The "eigenvector" method given by the favourite replies above is very general and automatically outputs a set of coordinates as the OP requested, however I noticed that that algorithm does not even ask for a desired orientation (rotation angle) for the frame of the output points, the algorithm chooses that orientation all by itself!

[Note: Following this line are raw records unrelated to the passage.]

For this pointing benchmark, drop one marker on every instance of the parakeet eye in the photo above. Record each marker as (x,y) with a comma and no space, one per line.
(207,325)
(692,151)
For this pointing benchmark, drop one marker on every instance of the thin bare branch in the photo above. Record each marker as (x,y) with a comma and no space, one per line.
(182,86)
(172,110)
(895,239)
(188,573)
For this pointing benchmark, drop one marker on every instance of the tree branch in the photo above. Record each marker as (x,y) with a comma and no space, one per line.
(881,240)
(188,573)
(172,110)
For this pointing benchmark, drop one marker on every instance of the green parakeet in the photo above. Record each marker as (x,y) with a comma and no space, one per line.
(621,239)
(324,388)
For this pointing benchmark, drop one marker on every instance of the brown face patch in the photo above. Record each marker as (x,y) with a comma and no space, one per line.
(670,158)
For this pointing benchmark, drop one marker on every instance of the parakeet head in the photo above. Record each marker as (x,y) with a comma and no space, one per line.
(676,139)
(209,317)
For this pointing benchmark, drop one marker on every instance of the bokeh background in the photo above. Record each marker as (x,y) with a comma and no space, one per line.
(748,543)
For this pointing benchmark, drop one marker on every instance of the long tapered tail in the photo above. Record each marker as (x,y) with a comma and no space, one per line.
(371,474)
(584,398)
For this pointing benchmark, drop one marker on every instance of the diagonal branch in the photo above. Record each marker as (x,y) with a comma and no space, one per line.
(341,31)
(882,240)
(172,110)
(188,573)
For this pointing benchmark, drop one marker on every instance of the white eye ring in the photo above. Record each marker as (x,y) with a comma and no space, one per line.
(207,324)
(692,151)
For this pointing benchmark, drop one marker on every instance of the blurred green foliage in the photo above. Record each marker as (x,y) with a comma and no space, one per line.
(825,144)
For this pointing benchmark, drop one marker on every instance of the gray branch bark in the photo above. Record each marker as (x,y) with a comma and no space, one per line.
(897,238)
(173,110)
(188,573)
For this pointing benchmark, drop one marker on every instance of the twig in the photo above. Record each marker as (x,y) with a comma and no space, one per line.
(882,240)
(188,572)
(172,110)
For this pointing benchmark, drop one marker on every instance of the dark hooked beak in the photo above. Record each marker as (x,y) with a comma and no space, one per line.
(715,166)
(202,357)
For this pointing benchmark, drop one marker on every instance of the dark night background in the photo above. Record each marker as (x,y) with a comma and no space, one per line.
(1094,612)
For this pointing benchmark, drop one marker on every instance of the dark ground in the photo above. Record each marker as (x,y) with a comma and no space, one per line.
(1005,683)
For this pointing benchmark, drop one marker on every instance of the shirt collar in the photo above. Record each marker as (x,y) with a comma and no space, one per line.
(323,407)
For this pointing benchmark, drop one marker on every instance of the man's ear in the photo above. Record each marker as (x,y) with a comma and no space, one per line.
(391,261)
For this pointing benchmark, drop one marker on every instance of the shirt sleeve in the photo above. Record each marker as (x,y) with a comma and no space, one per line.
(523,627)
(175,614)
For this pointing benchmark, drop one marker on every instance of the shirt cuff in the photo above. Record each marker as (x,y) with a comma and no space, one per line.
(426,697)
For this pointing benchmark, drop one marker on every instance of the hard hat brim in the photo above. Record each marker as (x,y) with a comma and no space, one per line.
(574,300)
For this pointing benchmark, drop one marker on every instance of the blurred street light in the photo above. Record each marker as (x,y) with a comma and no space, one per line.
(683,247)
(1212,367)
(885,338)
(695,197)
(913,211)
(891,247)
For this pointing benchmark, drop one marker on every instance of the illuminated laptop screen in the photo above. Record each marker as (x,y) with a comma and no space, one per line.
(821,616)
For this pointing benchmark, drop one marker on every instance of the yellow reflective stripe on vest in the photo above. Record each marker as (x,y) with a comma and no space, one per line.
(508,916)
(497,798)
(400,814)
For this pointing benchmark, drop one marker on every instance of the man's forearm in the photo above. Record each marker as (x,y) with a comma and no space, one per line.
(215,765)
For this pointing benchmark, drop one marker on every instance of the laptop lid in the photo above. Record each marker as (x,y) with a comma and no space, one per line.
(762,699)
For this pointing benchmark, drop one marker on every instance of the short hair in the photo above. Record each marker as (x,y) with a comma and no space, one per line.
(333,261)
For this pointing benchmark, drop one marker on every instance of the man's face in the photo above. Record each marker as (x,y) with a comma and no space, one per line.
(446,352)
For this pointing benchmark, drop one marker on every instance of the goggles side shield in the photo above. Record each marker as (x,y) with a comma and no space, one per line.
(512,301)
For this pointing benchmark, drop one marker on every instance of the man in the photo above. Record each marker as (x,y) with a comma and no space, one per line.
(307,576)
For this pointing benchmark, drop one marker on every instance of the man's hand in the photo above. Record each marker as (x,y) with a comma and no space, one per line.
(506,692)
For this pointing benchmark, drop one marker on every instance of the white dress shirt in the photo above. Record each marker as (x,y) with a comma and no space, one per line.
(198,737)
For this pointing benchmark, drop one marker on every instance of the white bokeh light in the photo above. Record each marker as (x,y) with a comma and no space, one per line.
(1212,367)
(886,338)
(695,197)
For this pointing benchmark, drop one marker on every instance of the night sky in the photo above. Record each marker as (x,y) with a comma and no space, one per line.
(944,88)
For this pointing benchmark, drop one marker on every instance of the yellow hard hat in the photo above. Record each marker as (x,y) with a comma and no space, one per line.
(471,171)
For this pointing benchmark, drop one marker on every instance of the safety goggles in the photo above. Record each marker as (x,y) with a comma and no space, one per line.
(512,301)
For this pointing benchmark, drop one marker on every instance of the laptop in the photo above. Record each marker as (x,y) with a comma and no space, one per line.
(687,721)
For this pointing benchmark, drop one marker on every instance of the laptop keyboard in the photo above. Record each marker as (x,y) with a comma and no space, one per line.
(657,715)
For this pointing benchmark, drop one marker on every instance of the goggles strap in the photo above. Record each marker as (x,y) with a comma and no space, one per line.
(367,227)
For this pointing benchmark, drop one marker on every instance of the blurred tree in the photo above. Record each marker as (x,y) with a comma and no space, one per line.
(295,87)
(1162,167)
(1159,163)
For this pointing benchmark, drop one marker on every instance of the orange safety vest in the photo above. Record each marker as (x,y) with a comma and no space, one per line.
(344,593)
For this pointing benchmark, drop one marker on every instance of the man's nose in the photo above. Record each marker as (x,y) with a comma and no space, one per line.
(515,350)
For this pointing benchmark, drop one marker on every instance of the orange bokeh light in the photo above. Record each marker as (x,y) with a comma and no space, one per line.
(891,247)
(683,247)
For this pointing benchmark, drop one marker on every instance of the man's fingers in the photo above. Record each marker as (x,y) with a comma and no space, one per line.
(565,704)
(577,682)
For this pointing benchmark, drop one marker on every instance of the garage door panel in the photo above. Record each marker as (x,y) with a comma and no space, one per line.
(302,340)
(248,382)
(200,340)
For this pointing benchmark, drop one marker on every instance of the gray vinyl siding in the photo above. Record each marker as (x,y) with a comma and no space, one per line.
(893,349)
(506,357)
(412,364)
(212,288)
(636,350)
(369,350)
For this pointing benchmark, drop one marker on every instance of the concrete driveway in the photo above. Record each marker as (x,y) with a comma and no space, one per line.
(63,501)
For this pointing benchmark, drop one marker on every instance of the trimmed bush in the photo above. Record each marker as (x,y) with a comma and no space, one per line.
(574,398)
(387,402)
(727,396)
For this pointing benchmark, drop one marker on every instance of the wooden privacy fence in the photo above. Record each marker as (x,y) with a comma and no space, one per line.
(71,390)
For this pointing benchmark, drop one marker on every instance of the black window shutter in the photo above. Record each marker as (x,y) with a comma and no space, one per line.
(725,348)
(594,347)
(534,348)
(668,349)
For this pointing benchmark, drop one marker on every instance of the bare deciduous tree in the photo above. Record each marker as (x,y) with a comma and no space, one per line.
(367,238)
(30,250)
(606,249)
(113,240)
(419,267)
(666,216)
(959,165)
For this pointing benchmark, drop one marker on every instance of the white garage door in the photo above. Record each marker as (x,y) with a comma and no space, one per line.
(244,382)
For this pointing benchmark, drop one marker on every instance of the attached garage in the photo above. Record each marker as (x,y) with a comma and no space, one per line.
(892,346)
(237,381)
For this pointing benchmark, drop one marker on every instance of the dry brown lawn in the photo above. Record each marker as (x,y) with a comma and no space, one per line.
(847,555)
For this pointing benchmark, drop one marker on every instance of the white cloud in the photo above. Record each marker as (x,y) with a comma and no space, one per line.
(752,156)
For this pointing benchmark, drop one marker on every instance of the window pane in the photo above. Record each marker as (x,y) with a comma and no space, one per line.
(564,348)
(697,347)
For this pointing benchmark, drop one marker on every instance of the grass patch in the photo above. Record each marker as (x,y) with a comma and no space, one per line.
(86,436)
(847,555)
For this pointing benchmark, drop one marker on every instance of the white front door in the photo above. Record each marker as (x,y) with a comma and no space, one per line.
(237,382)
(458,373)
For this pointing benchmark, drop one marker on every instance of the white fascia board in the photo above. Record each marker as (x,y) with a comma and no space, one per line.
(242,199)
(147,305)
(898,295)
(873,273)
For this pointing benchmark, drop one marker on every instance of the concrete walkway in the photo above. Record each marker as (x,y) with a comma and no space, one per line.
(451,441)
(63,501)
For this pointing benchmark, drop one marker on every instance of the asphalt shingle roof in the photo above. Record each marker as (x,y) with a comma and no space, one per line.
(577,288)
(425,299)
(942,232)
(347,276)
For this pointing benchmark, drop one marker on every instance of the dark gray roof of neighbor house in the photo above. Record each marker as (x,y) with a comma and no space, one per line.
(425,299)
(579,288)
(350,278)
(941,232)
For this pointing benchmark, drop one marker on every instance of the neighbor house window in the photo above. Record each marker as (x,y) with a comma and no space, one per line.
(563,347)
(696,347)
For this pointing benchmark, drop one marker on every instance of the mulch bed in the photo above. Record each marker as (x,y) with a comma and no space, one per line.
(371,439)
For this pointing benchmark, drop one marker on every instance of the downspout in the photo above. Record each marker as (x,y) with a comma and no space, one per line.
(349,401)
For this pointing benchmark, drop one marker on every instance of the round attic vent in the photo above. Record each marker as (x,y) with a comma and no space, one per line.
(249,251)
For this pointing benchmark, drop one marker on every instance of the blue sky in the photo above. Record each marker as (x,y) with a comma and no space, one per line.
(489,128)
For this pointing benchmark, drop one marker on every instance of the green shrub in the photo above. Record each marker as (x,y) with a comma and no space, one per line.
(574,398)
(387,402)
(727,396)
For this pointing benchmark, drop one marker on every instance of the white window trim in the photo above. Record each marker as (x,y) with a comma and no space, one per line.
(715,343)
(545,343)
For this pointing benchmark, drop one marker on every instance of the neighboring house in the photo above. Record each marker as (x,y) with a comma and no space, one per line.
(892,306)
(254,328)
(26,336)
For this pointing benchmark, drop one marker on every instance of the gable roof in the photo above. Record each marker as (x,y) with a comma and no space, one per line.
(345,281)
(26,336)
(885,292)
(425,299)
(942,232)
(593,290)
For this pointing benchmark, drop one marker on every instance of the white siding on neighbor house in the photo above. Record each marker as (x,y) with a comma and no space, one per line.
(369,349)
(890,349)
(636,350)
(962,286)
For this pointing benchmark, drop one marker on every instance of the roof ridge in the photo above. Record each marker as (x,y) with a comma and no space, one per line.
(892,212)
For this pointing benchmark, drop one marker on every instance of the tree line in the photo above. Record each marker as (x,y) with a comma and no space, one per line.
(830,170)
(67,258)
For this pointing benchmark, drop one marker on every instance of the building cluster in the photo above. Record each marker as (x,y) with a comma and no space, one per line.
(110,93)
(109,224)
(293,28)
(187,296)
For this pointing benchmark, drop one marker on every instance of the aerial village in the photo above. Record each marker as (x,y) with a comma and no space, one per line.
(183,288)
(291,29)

People who use it might want to know at what angle the frame will be tipped before hand so I found an equation which gives the answer for the case of up to three input points, however I have not had time to generalize it to n-points and hope someone will do that and add it to this discussion. Here are the three angles the output sides will form with the x-axis as a function of the input side lengths:
angle side a = arcsin(sqrt(((c+b+a)*(c+b-a)*(c-b+a)*(-c+b+a)*(c^2-b^2)^2)/(a^4*((c^2+b^2-a^2)^2+(c^2-b^2)^2))))*180/Pi/2
angle side b = arcsin(sqrt(((c+b+a)*(c+b-a)*(c-b+a)*(-c+b+a)*(c^2+b^2-a^2)^2)/(4*b^4*((c^2+b^2-a^2)^2+(c^2-b^2)^2))))*180/Pi/2
angle side c = arcsin(sqrt(((c+b+a)*(c+b-a)*(c-b+a)*(-c+b+a)*(c^2+b^2-a^2)^2)/(4*c^4*((c^2+b^2-a^2)^2+(c^2-b^2)^2))))*180/Pi/2
Those equations also lead directly to a solution to the OP's problem of finding the coordinates for each point because: the side lengths are already given from the OP as the input, and my equations give the slope of each side versus the x-axis of the solution, thus revealing the vector for each side of the polygon answer, and summing those sides through vector addition up to a desired vertex will produce the coordinate of that vertex. So if anyone can extend my angle equations to handling beyond three input lengths (but I note: that might be impossible?), it might be a very fast way to the general solution of the OP's question, since slow parts of the algorithms that people gave above like "least square fitting" or "matrix equation solving" might be avoidable.